Operating rooms are organized such that several patients will be scheduled for an operating room in a given day. Many tasks are necessary for a surgery, and operating room specialists must coordinate their work in order to ensure efficiency and smooth transitions between tasks. Each task requires the allocation of specific resources, and when the tasks are delayed costs may rise (for example if the surgical team is waiting around they are being paid but there is no patient care being provided to offset the costs). Lack of coordination results in errors, misunderstandings between personnel, excess costs, and wastes of time. Therefore, surgical personnel are responsible for implementing a systematic work plan for surgical procedures.
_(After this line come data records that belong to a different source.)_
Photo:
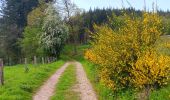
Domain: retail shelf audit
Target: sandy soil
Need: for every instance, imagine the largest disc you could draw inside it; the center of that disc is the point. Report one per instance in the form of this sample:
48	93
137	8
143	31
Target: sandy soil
48	89
84	86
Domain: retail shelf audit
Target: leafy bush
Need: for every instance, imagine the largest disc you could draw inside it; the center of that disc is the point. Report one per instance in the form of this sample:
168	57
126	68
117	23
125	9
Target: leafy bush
126	56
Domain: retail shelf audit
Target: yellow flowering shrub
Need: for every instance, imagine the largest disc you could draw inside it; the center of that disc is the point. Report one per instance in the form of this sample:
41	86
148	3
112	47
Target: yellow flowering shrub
150	69
121	53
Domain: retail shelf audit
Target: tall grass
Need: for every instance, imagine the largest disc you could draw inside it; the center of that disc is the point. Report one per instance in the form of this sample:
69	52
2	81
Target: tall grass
20	85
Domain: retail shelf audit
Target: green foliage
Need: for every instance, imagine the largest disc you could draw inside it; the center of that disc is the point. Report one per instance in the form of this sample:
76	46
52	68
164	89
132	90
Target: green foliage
54	33
20	85
30	43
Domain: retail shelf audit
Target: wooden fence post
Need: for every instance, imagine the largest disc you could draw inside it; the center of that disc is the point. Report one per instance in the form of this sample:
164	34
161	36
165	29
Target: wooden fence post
1	72
35	60
42	60
26	66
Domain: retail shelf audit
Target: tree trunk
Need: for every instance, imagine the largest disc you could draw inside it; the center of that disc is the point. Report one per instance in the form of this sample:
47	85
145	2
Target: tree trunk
1	72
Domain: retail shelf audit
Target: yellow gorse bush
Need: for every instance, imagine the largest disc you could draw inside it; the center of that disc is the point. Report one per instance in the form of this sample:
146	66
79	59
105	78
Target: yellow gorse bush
127	56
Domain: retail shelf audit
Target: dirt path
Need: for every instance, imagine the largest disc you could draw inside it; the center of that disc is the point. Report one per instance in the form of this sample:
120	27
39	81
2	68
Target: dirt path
84	86
48	89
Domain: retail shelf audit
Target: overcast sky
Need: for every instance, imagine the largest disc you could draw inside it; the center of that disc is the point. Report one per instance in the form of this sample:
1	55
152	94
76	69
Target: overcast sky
138	4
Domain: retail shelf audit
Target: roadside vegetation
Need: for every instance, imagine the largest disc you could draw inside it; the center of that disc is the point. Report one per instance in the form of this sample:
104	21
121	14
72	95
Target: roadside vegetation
22	86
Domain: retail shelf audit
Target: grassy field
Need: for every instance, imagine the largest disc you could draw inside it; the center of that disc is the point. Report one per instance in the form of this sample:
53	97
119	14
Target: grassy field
20	85
64	89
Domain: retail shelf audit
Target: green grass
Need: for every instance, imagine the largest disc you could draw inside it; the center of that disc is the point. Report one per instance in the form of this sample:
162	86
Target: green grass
20	85
64	89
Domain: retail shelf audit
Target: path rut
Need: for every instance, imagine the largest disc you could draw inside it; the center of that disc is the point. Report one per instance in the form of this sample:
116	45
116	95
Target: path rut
48	89
83	86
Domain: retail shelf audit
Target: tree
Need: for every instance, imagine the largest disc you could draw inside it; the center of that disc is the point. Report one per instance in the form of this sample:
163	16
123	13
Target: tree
67	8
30	42
55	32
13	22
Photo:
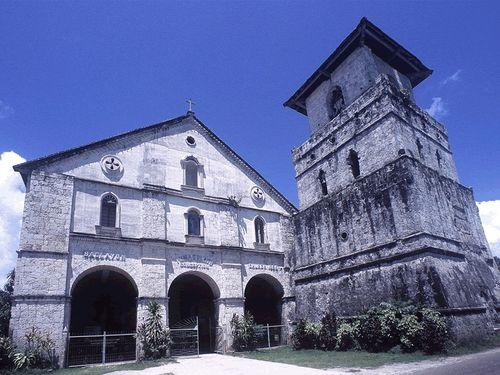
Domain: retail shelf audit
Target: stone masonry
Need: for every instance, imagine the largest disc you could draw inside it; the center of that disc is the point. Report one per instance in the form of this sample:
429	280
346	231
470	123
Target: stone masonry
401	227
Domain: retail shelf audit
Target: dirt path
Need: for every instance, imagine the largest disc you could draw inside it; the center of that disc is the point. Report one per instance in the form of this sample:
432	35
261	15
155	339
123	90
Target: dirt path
215	364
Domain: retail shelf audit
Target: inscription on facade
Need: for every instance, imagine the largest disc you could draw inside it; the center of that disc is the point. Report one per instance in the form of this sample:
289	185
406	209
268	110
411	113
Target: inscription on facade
194	261
266	267
95	255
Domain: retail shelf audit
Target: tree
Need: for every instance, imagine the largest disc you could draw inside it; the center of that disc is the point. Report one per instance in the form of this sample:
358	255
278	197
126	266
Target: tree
6	303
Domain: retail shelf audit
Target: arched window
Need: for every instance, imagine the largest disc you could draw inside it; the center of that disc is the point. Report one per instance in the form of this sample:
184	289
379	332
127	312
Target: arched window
322	181
335	102
191	173
109	205
353	161
259	230
194	223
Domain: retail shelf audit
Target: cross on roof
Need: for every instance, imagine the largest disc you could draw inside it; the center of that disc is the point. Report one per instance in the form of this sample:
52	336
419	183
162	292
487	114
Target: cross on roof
190	103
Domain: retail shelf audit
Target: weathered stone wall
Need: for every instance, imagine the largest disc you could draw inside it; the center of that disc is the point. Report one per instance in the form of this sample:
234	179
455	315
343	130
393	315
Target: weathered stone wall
396	235
355	75
379	125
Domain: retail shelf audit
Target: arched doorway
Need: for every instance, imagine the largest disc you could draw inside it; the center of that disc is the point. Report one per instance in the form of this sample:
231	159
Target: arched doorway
263	294
103	318
192	295
103	301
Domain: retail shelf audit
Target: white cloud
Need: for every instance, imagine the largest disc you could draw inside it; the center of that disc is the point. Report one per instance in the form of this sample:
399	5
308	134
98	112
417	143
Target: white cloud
5	110
437	108
453	78
11	210
490	216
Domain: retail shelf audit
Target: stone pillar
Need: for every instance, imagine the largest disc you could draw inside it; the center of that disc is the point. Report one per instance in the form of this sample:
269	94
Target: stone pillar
226	308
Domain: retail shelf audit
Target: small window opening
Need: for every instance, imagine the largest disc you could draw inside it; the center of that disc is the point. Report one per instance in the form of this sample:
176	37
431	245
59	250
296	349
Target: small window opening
109	204
420	148
353	161
259	230
191	173
322	181
194	223
335	102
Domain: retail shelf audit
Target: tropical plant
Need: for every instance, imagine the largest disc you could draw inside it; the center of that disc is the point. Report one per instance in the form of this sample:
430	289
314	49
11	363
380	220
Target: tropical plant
153	334
6	303
305	335
243	332
6	353
410	330
328	332
38	352
434	331
346	338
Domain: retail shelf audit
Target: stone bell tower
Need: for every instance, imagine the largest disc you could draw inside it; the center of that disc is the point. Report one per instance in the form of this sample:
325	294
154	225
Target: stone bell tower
383	216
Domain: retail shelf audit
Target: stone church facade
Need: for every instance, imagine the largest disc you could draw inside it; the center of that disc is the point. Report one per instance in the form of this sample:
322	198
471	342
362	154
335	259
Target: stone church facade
169	213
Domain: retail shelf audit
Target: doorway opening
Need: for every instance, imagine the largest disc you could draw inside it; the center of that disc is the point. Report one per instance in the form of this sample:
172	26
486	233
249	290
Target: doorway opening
190	296
263	295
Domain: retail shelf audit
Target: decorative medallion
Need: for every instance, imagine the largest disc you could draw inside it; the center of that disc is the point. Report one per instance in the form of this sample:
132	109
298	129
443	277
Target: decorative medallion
110	164
257	194
190	141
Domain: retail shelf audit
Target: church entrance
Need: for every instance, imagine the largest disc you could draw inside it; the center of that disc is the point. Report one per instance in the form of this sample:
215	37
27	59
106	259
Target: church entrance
103	319
191	299
263	295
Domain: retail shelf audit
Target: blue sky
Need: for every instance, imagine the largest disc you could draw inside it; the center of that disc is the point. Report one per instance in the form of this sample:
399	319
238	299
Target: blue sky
75	72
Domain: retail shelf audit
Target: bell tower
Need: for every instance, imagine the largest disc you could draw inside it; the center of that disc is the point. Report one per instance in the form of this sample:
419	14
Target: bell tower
383	216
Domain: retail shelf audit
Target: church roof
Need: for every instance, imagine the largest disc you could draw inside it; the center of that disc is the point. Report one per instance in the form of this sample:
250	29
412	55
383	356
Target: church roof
28	166
381	44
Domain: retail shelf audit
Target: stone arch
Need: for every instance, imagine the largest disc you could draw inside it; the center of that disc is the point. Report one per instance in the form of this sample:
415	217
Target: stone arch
191	298
263	298
103	299
205	277
103	267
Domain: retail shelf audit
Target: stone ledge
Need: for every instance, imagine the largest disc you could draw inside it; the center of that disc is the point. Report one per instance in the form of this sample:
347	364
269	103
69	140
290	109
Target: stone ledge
420	253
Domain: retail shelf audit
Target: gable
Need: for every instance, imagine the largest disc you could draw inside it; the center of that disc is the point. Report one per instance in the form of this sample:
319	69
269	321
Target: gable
154	156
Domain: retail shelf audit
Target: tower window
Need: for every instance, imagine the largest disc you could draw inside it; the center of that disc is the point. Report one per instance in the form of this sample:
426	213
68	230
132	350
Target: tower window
194	223
335	102
420	147
109	204
322	182
191	173
353	161
259	230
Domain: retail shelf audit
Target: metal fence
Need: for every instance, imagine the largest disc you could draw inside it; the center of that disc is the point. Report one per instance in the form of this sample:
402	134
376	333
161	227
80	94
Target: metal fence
185	338
105	348
269	335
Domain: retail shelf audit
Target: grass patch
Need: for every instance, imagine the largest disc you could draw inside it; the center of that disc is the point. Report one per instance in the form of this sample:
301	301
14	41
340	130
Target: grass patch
95	370
324	360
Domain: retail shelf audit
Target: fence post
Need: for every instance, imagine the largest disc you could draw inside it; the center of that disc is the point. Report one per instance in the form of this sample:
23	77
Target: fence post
268	337
104	347
197	336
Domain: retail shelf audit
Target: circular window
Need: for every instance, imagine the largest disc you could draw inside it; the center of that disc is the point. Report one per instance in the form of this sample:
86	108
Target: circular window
111	164
257	193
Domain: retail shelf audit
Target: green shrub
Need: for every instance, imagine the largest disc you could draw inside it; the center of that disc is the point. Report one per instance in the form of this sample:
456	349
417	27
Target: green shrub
346	336
328	332
243	331
370	335
38	352
153	335
434	331
410	330
6	353
305	335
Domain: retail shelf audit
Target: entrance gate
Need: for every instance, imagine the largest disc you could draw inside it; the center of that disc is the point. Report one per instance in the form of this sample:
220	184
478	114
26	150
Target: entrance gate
105	348
185	338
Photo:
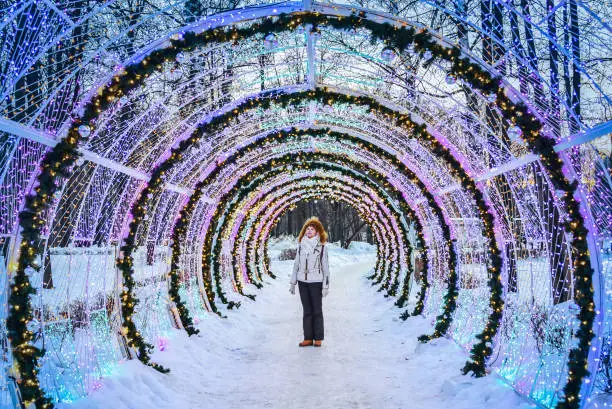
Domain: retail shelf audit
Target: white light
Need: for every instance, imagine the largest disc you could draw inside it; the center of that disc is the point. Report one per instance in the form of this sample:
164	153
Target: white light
514	133
270	41
388	54
84	131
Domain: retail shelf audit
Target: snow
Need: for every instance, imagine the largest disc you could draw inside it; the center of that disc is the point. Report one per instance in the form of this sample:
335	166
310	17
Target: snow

During the course of patient treatment there are several different “steps” in the care provided. Each of these steps corresponds to a different point in the timeline of the surgical procedure, and thus can be identified as the “status” of the patient's treatment. Preliminary preparation of the operating room is done before the patient enters. Cleaning the operating room is part of total patient care and is a cooperative effort involving several personnel members, each with separate duties. The division of duties is quite specific, yet each member must plan the timing of their duties such that both the sterile and nonsterile parts of the operation move along expeditiously.
Definite routines are established for the preparation of an operating room for surgery. To work efficiently during a surgical procedure, personnel must be thoroughly familiar with the established routine in the operating room suite. Once a sequence is established, each surgical team member must be aware of what steps have already been taken to know when they must perform their steps of the sequence. Failure to communicate the status of each surgical routine step causes unnecessary delay and extraneous costs.
The current system for the timely implementation of multiple surgical procedures involves a back-and-forth between different surgical personnel teams. For example, surgery A is to be performed with surgery B following immediately afterwards once the operating room has been cleaned and prepared. Surgeries can last anywhere from minutes to hours, and usually the time for a specific surgery will vary somewhat with each surgeon that performs the surgery, and with each patient on which it is performed. Thus, in order for the surgeon performing surgery B to know when the room is cleared and prepared, the surgeon must continually call a nurse or assistant stationed near the room to check on the status of surgery A. Unfortunately, there is often no one available to answer the phone, or the person giving an update is unaware of a change in the status of the surgical procedure, and available operating rooms go unused while hospital personnel wait around needlessly. This causes unnecessary excess costs in patient care, and diminishes the efficiency of the surgical process.
Systems have been developed for the storing of hospital data and patient medical information; however they do not promote real-time communication of the status of medical procedures. Typical systems consist of hand-written notes taken by the medical personnel during the procedure, which are then entered into a computer system later in the day. Thus, there is a need in the art for a system of intra-hospital communication that would deliver real-time status updates. Specifically, there is a need for a system that is able to inform hospital personnel what steps are in process during a medical procedure, particularly in a room that requires sterility, so as to efficiently schedule subsequent hospital procedures. It is to these ends that the present invention has been developed.